Просыпаются и другие обитатели палатки. Их неторопливо «представляют» зрителю. Надпись: «Председатель правления швед Ганс Нелсон». Так сразу Кулешов, если так можно выразиться, социологизирует ситуацию. Это не просто, как у Джека Лондона, свободное содружество искателей счастья, а маленькое акционерное общество, своего рода модель буржуазного предпринимательства. Ганс Нелсон в исполнении С. Комарова — человек жесткий, резкий, грубый. Следующая надпись: «Жена Нелсона Эдит». Она показывается читающей с утра Библию, что тоже сразу социологизирует образ. Джек-лондоновская Эдит хлопотала бы, готовя завтрак, но в фильме этим занят Майкл, а Эдит молится, одновременно расчесывая волосы, прихорашиваясь. Затем мы знакомимся с двумя другими акционерами, их роли исполняют П. Подобед и П. Галаджев.
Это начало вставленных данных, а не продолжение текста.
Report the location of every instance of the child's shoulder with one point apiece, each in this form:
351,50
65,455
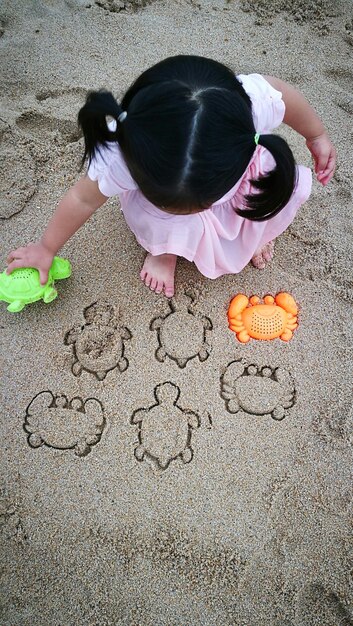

Один курит трубку, другой зашивает дырку на брюках. В фильме оба этих персонажа имеют чисто служебные функции, их характеры никак не раскрываются. Ясно лишь, что они вполне под стать Гансу: грубые и алчные добытчики золота. Майкл — младший в их компании. Кулешов не случайно взял на его роль В. Фогеля, актера с большим человеческим обаянием. Его герой тотчас вызывает в нас симпатию, он добрее, мягче, даже, можно сказать, интеллигентнее всех остальных акционеров. Они относятся к нему явно свысока, помыкают им, но именно Майклу выпадает удача. Он находит золото. Всеобщая радость, но радость, не вызывающая у зрителя ответного чувства. Алчность явственно читается в глазах этих людей, их руки жадно тянутся к принесенному Майклом большому тазу с драгоценным песком.
<...>
Я уже говорил, что в исполнении Фогеля Майкл Дейнин выглядит человеком симпатичным, приятным. И он, бесспорно, вызывает сочувствие у зрителя. Конечно, Майкл тоже алчен до золота, и эта алчность заставляет его пойти на убийство. Но в самом его преступлении ощущается и протест против несправедливости, которую он терпит от своих товарищей. И даже больше — это протест против общества, которое помыкает слабыми и обездоленными. Пожалуй, тема такого протеста не получила в фильме полного и глубокого выражения. Она скорее угадывается, домысливается, чем рельефно выявляется в ткани произведения. акцентируя свое внимание на детальнейшем анализе внутреннего мира Эдит, Кулешов меньше обращается к исследованию психологии ее протагониста. Выразительно и сочувственно показывая его муки, режиссер волей-неволей подводит нас к мысли, что Майкл своими страданиями искупает свой грех. Но достоин ли он такого искупления, можно ли простить его вину? На интеллектуальном уровне ответ на этот вопрос может быть дан, скорее, отрицательный. Эмоционально же мы привязываемся к герою. В блестяще снятой сцене, когда хижину неотвратимо заливает водой и связанному, беспомощному Майклу угрожает гибель, мы напряженно переживаем за его судьбу, жаждем его спасения. Однако нам тут же, через Эдит напоминают, что он все-таки убийца, и наше движение души в его сторону встречает на своем пути некую невидимую, но прочную преграду.
Как надо относится к Майклу? Как надо относиться к самой дилемме жизни по душе и жизни по закону? Эти вопросы ставятся фильмом, но не решаются категорично и определенно. Кулешов категоричен лишь в одном: неприемлемо ханжество, доктринерское законопослушание, ведущее к издевательству над личностью. А личностью является даже и тот, кто совершил преступление. саму же поднятую проблему каждый из нас, зрителей, должен самостоятельно обдумать, взвесить, пережить.
В финале Кулешов как бы вознаграждает Майкла за пережитые нравственные муки и физические страдания. Веревка, на которой повесили Майкла, обрывается. Он уходит прочь. Вероятно, Кулешов вспомнил здесь о старом средневековом обычае: если судьба сохраняет жизнь повешенному, то второй раз его не казнят. Это даже не обычай, а народное поверье и пожелание. На практике все чаще было иначе: палач, исполняя приговор, вешал и дважды и трижды. Народ же считал, что это слишком жестоко.
<...>
Громов Е. Л.В. Кулешов. М.: Искусство, 1984. С. 191-196.